- Born: Dominique Hannah Jackson 3 December 1991 (age 34) Oldham, Greater Manchester, England
- Occupation: Actress
- Years active: 1999–present
- Children: 1

= Dominique Jackson (British actress) =

British actress (born 1991)

Dominique Hannah Jackson (born 3 December 1991) is a British actress, known for playing Lauren Valentine in the Channel 4 soap opera Hollyoaks.

==Early life==
She attended the Radclyffe School in Chadderton and left with 9 GCSEs (8 A* - C).

==Career==
Her first major role was as Saffron in the BAFTA winning and heart-warming TV drama Buried Treasure with British actor John Thaw. Jackson also starred alongside Paul O'Grady as "Molly" in the 1998 West End production of Annie at the Victoria Palace.
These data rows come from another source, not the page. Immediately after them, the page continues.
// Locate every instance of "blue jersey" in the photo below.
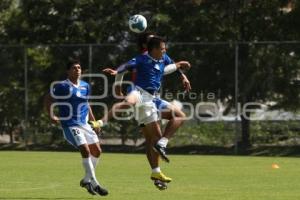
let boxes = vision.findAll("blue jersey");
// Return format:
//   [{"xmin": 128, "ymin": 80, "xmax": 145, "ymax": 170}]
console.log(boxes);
[
  {"xmin": 117, "ymin": 53, "xmax": 174, "ymax": 92},
  {"xmin": 52, "ymin": 79, "xmax": 90, "ymax": 127}
]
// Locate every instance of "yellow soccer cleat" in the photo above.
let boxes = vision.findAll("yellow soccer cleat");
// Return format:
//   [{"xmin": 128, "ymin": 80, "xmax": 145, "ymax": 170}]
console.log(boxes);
[
  {"xmin": 151, "ymin": 172, "xmax": 172, "ymax": 183},
  {"xmin": 88, "ymin": 120, "xmax": 104, "ymax": 129}
]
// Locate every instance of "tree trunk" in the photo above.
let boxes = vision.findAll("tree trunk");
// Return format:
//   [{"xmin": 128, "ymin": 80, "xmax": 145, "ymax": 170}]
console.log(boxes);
[
  {"xmin": 8, "ymin": 126, "xmax": 14, "ymax": 144},
  {"xmin": 240, "ymin": 112, "xmax": 251, "ymax": 149},
  {"xmin": 120, "ymin": 121, "xmax": 128, "ymax": 146}
]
Jackson went on to be known for her role as Becky in the children's TV series Becky and Barnaby Bear and throughout her childhood other credits include The Hitchhiker's Guide to the Galaxy, Casualty, Doctors, UGetMe, Welcome to Orty Fou, Conviction Little Britain. In 2003 she appeared as Joanna Sharpe in The Bill, and has since appeared as Roseanne Speedwell on The New Worst Witch in 2005 and as Selena on the hit children's TV show My Parents Are Aliens in 2006.
Dominique was cast as Lauren Valentine on Channel 4 soap, Hollyoaks. Next, she played Evie Prior in Waterloo Road. She then appeared in Episode One of The Body Farm as Natasha Collins.

In 2013, she was cast as the role of Vee in the ITV drama based on the novel by Dorothy Koomson, The Ice Cream Girls, which was shot in Ireland. Later that year Jackson played Morgan McDonald in the Jimmy McGovern series Moving On. Jackson appeared in Holby City as Chelsey Corman for two episodes.

She played The Mayfly in Martin Baltscheit's Only A Day at The Belgrade Theatre, Coventry. Then in March 2021, she appeared in an episode of the BBC soap opera Doctors as Sophie Herron. More recently, Jackson appeared in 'Berlin Berlin' dance live shows in Germany.